According to complaint, she had left a party in an intoxicated state, wandered onto a parking lot of a 7-11 convenience store at about 12:30 a.m., and asked the officers for help getting home. The pleading averred that she was “visibly distraught, shaken, disoriented, and intoxicated, ill and in need of medical care, lost, visibly underage, alone and out on public streets past curfew.”

They called a cab for her, but she refused to take it. The complaint alleges:

“[The officers] allowed Sophia to leave their presence in the well-lit area of the 7-Eleven parking lot on foot, in the dark. They stood and watched as Sophia headed in a direction opposite from the home address she had provided to the defendants. The defendant officers stood and watched with reckless disregard for the dangers to Sophia as she stumbled deeper into a high-crime area in the wrong direction.”

No Affirmative Act

Edmon wrote:

“Under applicable federal and state law, the officers and the State could be liable only if they took some affirmative action to place Sophia in danger or to heighten her vulnerability to existing danger. Because plaintiffs did not allege any such affirmative action, the trial court correctly sustained defendants’ demurrer.”

Differentiating decisions finding liability under 42 USC §1983 for federal civil rights violations based on a “state-created danger theory,” Edmon said those cases did involve “affirmative conduct.” She elaborated:

“When Sophia approached the officers at the 7-Eleven, she was already ‘distraught, shaken, disoriented, and intoxicated.’ Her physical condition and location were unchanged when she walked away from the officers a short time later; unlike the cited cases, the officers neither moved her to different location nor deprived her of the assistance of family or friends. In short, while the officers did not improve Sophia’s circumstances, neither did they make them worse. Under the authority discussed above, therefore, the officers’ actions did not give rise to a Fourteenth Amendment substantive due process claim.”

Edmon said that previous cases have held: that police officers do not have a duty, on which a negligence action may be premised, to take an inebriated person into civil or criminal custody.” It has also been decided, she noted, that “minors have no greater right than adults to sue public officials for failing to protect them from the consequences of their own intoxication.”

Klein’s opinion

Klein said in her concurring opinion:

“Given the present state of the law, the decedent’s parents cannot state a cause of action in tort against the two California Highway Patrol (CHP) officers and the State of California.
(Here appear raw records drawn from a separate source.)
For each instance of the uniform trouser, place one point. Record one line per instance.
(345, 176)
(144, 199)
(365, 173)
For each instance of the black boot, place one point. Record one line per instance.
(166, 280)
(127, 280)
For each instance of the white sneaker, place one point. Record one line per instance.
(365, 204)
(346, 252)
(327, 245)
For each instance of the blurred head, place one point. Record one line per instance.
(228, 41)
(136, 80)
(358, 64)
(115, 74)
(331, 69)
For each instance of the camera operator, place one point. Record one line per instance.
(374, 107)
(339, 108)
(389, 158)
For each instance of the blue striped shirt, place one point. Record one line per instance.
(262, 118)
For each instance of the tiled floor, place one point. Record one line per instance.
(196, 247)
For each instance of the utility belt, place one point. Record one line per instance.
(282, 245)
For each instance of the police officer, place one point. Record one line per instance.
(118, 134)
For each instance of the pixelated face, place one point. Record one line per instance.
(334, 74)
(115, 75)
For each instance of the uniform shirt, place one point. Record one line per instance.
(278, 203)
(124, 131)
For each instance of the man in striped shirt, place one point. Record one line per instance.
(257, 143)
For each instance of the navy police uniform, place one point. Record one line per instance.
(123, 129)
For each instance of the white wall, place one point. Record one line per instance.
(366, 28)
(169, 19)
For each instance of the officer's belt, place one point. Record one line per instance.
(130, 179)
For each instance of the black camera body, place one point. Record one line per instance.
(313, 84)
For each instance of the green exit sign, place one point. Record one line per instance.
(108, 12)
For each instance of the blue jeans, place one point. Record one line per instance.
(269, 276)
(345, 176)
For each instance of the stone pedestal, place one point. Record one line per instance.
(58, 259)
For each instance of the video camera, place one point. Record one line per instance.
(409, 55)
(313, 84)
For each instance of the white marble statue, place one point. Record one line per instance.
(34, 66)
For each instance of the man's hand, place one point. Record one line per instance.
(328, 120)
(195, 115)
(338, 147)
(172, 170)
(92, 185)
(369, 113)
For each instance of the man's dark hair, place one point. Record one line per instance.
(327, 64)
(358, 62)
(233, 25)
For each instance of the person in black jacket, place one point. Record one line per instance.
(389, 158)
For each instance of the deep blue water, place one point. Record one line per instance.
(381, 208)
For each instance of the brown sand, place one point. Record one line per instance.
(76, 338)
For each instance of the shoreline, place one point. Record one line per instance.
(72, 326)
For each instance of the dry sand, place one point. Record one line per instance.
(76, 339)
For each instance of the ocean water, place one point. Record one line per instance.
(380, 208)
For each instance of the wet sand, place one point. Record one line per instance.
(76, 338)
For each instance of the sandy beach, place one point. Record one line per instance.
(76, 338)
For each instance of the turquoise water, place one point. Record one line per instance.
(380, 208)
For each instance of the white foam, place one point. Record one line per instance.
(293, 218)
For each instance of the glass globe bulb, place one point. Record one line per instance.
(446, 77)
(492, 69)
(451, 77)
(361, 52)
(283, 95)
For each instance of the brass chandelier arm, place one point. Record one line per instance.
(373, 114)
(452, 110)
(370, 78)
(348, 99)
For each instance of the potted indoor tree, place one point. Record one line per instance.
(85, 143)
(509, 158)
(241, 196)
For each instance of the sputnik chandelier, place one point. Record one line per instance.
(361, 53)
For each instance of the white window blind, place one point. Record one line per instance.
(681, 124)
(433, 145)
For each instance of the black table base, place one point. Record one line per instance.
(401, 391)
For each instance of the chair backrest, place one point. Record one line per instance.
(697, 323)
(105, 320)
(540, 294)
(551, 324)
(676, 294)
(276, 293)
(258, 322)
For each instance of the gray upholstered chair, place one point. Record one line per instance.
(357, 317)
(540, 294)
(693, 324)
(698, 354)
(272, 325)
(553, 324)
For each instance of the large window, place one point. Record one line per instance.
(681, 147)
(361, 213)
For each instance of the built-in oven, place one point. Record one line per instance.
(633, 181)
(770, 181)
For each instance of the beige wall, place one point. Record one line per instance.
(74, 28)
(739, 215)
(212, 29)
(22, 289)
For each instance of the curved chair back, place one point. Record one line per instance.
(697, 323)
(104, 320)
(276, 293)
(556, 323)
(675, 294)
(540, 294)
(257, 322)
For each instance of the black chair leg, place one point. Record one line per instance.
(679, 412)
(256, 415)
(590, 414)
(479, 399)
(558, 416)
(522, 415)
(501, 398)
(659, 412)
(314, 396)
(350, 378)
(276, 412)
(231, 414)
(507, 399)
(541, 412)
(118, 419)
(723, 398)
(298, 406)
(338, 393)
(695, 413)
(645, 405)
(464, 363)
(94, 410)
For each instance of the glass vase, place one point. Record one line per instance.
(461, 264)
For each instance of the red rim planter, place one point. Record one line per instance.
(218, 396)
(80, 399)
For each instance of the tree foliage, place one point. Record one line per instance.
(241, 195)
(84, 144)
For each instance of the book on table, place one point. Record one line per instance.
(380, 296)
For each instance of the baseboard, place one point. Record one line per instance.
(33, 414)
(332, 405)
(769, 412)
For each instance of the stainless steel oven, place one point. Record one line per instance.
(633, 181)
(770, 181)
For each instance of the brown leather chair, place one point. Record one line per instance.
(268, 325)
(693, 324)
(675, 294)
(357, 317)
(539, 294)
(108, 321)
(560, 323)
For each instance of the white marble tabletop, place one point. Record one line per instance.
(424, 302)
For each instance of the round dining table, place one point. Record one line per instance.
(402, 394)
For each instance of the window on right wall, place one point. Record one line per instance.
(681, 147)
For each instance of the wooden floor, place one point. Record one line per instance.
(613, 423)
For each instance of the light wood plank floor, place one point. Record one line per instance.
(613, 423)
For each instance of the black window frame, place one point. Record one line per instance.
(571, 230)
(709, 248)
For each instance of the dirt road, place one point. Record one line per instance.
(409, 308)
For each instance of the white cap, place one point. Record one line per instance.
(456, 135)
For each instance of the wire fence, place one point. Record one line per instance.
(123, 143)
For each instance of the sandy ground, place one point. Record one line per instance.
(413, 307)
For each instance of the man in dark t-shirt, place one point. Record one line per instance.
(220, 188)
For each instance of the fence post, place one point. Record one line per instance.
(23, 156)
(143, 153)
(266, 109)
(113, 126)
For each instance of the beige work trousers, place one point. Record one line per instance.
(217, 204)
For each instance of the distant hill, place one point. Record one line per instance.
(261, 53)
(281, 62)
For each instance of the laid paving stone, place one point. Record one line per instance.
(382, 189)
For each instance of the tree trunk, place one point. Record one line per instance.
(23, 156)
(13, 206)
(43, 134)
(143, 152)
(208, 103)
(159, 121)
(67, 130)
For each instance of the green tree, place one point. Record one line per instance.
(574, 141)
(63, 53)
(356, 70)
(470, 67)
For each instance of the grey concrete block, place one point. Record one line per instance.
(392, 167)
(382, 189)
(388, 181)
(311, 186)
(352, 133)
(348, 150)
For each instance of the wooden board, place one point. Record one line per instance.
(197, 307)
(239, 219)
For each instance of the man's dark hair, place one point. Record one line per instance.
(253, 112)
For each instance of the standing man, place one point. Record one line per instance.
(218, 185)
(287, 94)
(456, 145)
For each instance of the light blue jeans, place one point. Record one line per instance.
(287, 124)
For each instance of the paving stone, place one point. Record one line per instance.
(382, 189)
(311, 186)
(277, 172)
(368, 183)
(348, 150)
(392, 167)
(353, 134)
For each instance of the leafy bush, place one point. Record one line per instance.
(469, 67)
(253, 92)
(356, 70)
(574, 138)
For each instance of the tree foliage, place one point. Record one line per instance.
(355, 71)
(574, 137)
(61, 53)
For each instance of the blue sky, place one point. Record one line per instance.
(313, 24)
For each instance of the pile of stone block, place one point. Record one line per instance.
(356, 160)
Nonetheless, this court’s affirmance should not be construed as condoning the conduct of the CHP officers in this fact situation. A modicum of common sense could have prevented this tragedy. Taking as true the allegations of the complaint, reasonable law enforcement officers would have detained this obviously intoxicated juvenile, placed her in the back seat of their vehicle, and taken her into civil protective custody. Instead, they did nothing. As a result, a young life met a tragic ending and a family is devastated.

“Hopefully, one day the Legislature will see fit to heighten the duty of law enforcement in such circumstances. Until then, one can only rely on the conscience of individual officers as they perform their duties.”

The case is Esmaili v. California, B246247.

Mark S. Eisenberg of the West Los Angeles law firm of Eisenberg & Associates and Daniel C. Leib of the Beverly Hills-based Leib Law Corporation argued for the parents. Deputy Attorney General Sandra I. Barrientos represented the state.